A Participant-Derived Xenograft Model of HIV Enables Long-Term Evaluation of Autologous Immunotherapies
McCann et al., Journal of Experimental Medicine. 2021.
https://doi.org/10.1084/jem.20201908
HIV-specific CD8+ T cells partially control viral replication but rarely provide lasting protection due to immune escape. Investigators showed that engrafting NSG mice with memory CD4+ T cells from HIV+ donors enables evaluation of autologous T cell responses while avoiding graft-versus-host disease. Treating HIV-infected mice with clinically relevant T cell products reduced viremia. In vivo activity was significantly enhanced when T cells were engineered with surface-conjugated nanogels carrying an Interleukin-15 superagonist but was ultimately limited by the pervasive selection of escape mutations, recapitulating human patterns. This “participant-derived xenograft” model provides a powerful tool for developing T cell-based therapies for HIV. Supported by ORIP (R01OD011095), NIAID, NIDA, NIMH, NINDS, and NCATS.

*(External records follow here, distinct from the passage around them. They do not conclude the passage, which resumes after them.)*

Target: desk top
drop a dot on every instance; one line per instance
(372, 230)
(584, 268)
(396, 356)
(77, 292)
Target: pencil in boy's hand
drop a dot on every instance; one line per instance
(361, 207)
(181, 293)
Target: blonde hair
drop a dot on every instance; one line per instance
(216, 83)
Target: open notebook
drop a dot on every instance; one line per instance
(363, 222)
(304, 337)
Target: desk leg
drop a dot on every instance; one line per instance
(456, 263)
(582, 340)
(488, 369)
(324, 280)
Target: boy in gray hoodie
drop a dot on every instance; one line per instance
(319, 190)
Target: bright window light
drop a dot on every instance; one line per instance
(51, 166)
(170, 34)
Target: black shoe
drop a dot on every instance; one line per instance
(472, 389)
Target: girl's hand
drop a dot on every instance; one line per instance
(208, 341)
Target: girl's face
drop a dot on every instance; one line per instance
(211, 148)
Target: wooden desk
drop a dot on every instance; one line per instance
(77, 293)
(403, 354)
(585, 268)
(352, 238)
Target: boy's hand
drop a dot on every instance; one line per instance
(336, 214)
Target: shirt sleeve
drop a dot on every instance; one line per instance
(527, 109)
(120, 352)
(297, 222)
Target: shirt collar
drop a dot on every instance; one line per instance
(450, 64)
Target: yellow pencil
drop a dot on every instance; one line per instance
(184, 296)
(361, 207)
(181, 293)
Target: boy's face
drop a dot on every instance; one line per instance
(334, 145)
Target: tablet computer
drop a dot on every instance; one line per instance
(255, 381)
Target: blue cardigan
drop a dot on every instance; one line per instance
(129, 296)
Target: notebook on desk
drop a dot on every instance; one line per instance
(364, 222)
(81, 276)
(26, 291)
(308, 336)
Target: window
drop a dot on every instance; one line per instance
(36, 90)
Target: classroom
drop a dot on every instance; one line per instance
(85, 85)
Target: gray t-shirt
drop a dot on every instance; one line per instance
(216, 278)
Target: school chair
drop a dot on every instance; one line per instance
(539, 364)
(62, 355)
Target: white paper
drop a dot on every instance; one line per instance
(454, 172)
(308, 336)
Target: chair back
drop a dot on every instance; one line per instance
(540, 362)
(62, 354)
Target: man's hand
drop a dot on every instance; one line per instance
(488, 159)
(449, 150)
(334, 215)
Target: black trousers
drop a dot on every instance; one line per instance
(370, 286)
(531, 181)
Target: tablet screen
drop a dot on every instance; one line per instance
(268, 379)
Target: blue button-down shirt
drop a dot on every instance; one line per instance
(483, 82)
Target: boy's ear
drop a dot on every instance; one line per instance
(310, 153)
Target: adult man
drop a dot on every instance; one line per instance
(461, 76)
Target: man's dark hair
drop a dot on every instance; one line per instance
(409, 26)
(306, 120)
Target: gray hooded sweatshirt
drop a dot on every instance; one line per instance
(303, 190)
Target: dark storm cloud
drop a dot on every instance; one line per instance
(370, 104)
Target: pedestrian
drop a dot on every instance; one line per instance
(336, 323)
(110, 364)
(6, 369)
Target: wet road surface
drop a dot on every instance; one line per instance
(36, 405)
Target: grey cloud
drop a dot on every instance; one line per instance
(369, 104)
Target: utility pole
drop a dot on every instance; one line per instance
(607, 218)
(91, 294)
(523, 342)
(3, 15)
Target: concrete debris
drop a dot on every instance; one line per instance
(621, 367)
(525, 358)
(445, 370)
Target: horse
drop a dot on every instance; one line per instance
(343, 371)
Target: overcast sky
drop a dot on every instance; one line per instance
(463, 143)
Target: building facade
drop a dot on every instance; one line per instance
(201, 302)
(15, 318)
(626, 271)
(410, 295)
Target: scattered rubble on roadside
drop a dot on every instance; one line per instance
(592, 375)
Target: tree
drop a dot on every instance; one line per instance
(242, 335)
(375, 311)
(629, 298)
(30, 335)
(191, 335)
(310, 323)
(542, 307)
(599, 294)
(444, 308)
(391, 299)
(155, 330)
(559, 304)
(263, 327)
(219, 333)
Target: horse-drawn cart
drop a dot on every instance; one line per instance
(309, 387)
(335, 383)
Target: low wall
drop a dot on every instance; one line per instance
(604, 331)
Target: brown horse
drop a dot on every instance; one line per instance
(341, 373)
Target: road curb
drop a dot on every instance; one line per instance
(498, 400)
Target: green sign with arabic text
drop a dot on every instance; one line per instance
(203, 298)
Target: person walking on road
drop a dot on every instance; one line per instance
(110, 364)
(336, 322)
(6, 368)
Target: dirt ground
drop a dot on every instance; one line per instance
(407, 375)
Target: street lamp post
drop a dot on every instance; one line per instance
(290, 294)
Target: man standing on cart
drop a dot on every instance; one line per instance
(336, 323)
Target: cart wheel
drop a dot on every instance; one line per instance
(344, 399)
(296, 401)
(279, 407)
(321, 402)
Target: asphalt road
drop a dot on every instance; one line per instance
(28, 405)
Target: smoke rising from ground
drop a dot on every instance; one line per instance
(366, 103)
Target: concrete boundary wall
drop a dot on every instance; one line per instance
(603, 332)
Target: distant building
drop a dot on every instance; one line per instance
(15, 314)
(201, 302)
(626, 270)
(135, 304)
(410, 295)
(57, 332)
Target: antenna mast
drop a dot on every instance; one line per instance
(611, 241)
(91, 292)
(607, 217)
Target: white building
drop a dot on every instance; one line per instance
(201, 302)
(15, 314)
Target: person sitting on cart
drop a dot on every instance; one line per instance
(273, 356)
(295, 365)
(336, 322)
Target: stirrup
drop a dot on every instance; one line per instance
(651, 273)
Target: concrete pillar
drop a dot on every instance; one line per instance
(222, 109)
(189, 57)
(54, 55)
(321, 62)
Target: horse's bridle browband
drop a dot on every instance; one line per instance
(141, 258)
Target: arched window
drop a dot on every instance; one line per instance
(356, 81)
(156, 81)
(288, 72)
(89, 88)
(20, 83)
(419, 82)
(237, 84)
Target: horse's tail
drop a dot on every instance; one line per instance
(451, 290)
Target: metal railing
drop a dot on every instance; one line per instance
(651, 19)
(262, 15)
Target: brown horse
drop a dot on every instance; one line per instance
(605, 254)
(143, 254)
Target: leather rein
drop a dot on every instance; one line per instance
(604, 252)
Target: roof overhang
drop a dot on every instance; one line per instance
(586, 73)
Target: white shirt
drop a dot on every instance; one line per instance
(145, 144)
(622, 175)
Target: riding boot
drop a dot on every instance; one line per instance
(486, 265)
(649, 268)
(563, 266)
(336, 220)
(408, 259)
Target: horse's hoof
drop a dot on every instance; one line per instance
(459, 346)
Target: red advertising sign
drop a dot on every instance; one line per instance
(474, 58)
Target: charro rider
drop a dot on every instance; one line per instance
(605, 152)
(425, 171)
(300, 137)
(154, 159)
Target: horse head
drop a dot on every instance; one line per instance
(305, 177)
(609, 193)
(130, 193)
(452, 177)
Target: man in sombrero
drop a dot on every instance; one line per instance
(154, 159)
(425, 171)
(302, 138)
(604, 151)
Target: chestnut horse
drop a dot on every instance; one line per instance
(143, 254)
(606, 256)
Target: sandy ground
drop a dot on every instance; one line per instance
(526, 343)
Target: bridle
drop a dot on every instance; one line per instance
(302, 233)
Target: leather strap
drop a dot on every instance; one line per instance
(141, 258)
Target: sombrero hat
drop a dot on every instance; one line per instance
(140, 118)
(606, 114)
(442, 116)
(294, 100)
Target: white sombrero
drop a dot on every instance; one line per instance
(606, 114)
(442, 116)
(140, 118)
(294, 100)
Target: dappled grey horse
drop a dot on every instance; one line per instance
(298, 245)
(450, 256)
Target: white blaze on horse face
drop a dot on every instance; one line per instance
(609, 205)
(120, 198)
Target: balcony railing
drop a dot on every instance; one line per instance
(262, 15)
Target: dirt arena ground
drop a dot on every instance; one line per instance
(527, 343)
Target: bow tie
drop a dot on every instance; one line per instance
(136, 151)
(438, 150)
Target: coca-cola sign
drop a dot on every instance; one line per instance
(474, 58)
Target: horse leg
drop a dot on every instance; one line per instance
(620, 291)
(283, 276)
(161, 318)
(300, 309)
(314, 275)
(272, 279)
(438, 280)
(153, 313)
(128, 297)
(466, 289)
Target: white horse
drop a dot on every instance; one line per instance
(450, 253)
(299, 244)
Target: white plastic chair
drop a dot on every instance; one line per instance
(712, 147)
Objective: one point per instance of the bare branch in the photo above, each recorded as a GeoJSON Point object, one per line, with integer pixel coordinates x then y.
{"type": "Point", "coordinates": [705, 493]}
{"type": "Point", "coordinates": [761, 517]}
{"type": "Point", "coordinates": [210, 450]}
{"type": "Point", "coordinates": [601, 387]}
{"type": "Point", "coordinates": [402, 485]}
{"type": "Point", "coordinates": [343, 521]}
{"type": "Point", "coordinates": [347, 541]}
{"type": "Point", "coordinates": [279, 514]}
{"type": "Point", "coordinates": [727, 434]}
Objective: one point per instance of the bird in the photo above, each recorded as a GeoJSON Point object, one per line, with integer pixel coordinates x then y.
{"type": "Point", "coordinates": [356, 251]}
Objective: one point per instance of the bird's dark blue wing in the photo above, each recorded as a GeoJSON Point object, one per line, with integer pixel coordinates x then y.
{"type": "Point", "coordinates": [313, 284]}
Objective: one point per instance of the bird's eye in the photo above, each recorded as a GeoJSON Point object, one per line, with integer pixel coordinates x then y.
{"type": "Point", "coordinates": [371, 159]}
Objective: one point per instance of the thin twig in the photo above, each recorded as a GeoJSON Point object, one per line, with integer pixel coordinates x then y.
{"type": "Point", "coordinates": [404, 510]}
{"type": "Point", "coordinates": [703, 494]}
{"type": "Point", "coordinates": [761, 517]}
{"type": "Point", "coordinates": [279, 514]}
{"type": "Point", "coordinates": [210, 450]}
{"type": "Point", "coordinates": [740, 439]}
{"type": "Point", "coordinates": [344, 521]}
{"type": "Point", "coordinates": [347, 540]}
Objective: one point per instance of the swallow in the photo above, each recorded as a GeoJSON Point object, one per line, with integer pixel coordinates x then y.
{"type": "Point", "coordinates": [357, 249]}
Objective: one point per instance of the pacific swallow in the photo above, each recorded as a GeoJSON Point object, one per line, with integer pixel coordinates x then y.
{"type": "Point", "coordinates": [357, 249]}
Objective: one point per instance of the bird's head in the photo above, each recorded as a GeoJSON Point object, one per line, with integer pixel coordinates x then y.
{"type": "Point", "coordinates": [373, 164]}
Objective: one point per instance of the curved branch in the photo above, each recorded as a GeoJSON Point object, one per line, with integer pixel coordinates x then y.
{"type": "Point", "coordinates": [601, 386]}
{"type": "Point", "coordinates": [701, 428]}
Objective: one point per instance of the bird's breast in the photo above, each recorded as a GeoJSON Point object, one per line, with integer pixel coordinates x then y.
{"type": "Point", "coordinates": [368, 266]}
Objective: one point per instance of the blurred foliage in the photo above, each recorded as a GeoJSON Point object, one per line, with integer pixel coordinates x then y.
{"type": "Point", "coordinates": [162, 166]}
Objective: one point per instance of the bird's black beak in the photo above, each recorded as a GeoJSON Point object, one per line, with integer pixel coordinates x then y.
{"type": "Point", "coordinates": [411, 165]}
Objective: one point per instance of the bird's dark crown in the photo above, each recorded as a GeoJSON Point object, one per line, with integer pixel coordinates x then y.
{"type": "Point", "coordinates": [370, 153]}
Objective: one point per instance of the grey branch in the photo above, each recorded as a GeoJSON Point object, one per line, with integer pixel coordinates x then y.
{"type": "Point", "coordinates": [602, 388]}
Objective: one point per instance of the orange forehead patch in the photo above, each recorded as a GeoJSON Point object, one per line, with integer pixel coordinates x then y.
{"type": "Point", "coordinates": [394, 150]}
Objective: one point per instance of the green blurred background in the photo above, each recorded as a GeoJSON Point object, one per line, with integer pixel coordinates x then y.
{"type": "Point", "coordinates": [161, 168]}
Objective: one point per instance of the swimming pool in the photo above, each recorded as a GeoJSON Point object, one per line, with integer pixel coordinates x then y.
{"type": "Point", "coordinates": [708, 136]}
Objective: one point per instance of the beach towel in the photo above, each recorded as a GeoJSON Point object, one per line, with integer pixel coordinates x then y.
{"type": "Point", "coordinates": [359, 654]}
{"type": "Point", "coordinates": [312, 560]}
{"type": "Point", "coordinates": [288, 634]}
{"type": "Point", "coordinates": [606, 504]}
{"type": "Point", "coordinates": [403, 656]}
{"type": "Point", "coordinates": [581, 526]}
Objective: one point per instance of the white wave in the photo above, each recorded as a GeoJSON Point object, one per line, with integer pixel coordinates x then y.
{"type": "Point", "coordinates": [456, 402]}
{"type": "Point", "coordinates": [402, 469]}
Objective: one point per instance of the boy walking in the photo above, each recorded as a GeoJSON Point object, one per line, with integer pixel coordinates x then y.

Fructose Stimulated De Novo Lipogenesis Is Promoted by Inflammation
Jelena et al., Nature Metabolism. 2020.
https://pubmed.ncbi.nlm.nih.gov/32839596
Non-alcoholic fatty liver disease (NAFD) affects 30% of adult Americans. While NAFD starts as simple steatosis with little liver damage, its severe manifestation as non-alcoholic steatohepatitis (NASH) is a leading cause of liver failure, cirrhosis, and cancer. Fructose consumption is proposed to increase the risk of hepatosteatosis and NASH. Excessive intake of fructose causes barrier deterioration and low-grade endotoxemia. Using a mouse model, the study examined the mechanism of how fructose triggers these alterations and their roles in hepatosteatosis and NASH pathogenesis. The results demonstrated that microbiota-derived Toll-like receptor (TLR) agonists promote hepatosteatosis without affecting fructose-1-phosphate (F1P) and cytosolic acetyl-CoA. Activation of mucosal-regenerative gp130 signaling, administration of the YAP-induced matricellular protein CCN1 or expression of the antimicrobial peptide Reg3b (beta) counteract fructose-induced barrier deterioration, which depends on endoplasmic-reticulum stress and subsequent endotoxemia. Endotoxin engages TLR4 to trigger TNF production by liver macrophages, thereby inducing lipogenic enzymes that convert F1P and acetyl-CoA to fatty acid in both mouse and human hepatocytes. The finding may be of relevance to several common liver diseases and metabolic disorders. Supported by ORIP (S10OD020025), NCI, NIEHS, NIDDK, NIAID, and NIAAA.